If your data is known to be non-contiguous and your typical reads would incur serial I/O load (i.e. you would see large request sizes in a non-fragmented database for your typical load), performance will benefit from running OPTIMIZE TABLE.

By far the easiest method of getting to know that is simply checking it out - run an OPTIMIZE TABLE command for your most-used tables, get your typical load read/write on it and check the average request size (avgrq-sz) using iostat -x /dev/<device>. If avgrq-sz is high ( > 32 sectors), you did benefit from the OPTIMIZE. If not, there is probably no need to bother in the future as your access pattern is rather random anyway.

Solution 2:

There is something else to consider when using OPTIMIZE TABLE

What Storage Engine are you using, MyISAM or InnoDB ???

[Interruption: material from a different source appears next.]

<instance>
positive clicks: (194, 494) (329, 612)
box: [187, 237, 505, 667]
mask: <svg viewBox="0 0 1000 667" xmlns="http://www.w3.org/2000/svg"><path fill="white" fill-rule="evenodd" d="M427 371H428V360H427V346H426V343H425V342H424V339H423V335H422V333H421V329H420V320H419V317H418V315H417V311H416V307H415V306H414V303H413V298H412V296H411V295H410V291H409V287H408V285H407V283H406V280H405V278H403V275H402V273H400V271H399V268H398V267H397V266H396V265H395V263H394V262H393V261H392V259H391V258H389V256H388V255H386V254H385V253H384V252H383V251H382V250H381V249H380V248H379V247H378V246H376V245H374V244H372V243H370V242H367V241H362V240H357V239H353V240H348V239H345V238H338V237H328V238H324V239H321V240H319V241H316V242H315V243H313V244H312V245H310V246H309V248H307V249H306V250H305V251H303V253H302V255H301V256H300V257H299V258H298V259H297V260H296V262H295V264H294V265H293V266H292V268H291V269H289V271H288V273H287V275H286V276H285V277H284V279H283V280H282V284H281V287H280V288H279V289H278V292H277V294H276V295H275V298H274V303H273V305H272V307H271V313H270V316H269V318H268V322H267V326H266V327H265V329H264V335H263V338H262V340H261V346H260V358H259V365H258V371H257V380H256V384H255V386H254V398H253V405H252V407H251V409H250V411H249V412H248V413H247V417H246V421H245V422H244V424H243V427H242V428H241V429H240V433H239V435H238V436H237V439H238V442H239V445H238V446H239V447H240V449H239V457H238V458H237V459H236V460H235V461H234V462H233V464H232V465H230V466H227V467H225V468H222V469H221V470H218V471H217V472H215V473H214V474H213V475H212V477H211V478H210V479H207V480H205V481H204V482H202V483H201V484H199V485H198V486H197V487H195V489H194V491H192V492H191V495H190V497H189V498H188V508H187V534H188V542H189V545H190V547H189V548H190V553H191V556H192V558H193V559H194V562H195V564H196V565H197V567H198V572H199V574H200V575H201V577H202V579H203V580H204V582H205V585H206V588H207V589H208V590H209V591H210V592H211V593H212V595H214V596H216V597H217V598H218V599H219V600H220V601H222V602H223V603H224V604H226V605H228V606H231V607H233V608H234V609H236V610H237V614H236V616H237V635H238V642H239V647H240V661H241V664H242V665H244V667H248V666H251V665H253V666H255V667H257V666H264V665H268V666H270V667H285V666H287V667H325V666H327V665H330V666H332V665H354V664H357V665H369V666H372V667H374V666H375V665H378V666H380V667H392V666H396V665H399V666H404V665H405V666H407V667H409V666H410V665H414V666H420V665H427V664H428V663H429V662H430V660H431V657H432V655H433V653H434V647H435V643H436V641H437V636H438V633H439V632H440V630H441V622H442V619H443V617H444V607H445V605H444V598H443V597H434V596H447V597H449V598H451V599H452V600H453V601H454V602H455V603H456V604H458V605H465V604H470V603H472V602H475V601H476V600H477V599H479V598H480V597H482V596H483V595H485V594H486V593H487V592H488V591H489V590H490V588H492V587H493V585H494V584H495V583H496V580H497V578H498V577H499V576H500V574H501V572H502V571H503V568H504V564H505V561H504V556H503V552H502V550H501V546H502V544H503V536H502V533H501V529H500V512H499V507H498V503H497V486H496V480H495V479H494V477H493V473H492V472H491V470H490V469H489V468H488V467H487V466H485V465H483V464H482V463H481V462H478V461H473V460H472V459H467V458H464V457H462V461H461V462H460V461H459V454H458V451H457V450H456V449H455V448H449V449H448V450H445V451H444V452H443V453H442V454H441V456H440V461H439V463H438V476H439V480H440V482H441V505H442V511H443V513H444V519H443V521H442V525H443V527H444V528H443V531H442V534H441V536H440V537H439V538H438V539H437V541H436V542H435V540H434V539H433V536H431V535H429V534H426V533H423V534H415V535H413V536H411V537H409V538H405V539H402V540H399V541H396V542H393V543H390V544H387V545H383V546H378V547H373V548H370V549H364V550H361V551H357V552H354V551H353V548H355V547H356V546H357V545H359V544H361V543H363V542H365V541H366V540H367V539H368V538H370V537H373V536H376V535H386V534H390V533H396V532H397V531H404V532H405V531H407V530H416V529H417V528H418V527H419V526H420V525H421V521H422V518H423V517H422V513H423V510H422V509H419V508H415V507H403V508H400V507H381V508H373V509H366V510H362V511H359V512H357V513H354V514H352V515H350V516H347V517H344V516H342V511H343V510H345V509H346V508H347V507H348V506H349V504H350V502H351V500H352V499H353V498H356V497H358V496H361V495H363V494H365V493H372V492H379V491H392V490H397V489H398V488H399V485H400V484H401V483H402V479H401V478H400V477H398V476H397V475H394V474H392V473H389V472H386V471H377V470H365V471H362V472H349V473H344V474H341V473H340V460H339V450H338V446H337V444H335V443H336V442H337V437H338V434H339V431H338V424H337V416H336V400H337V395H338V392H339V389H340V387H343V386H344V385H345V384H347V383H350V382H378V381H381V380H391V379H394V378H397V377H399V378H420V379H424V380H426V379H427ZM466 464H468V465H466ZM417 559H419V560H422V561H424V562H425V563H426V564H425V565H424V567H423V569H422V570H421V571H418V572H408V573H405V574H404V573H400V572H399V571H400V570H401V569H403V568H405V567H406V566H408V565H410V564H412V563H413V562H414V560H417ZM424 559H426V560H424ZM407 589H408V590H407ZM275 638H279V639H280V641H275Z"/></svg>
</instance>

If you are using MyISAM, you can indeed recover a significant amount of disk space if a MyISAM table exeriences a lot of INSERTs, UPDATEs,and DELETEs (IUDs). Don't forget OPTIMIZE TABLE internally calls ANALYZE TABLE to update index row statistics. Index row statistics can be thrown off a great deal in a heavy IUD environment and can impede the MySQL Query Optimizer from making good choices for the EXPLAIN plans of queries. If the MyISAM table experience very low UPDATEs and DELETEs, OPTIMIZE TABLE is unncessary. If the MyISAM table experiences no DELETEs but a lot of INSERTs and UPDATEs, OPTIMZIE TABLE very sparingly (once a year) but run ANALYZE TABLE at discreet periods (perhaps once a month).

If we are talking InnoDB, let's talk about your InnoDB settings. If you have innodb_file_per_table enabled, then OPTIMIZE TABLE is all, well, and good. However, ANALYZE TABLE has no effect on InnoDB since index statistics are calculated on-the-fly through doing dives into the BTREE indexes for cardinality approximations. Please expect InnoDB .ibd files to grow faster that its MyISAM counterparts because both data and index pages resides in the same .ibd file, whereas MyISAM data and index lives in separates files (.MYD and .MYI). Thus, InnoDB will need more frequent OPTIMIZE TABLE operations that MyISAM.

If you have innodb_file_per_table disabled, you must rearchitect the InnoDB infrastructure before you can successfully run OPTIMIZE TABLE commands against InnoDB tables.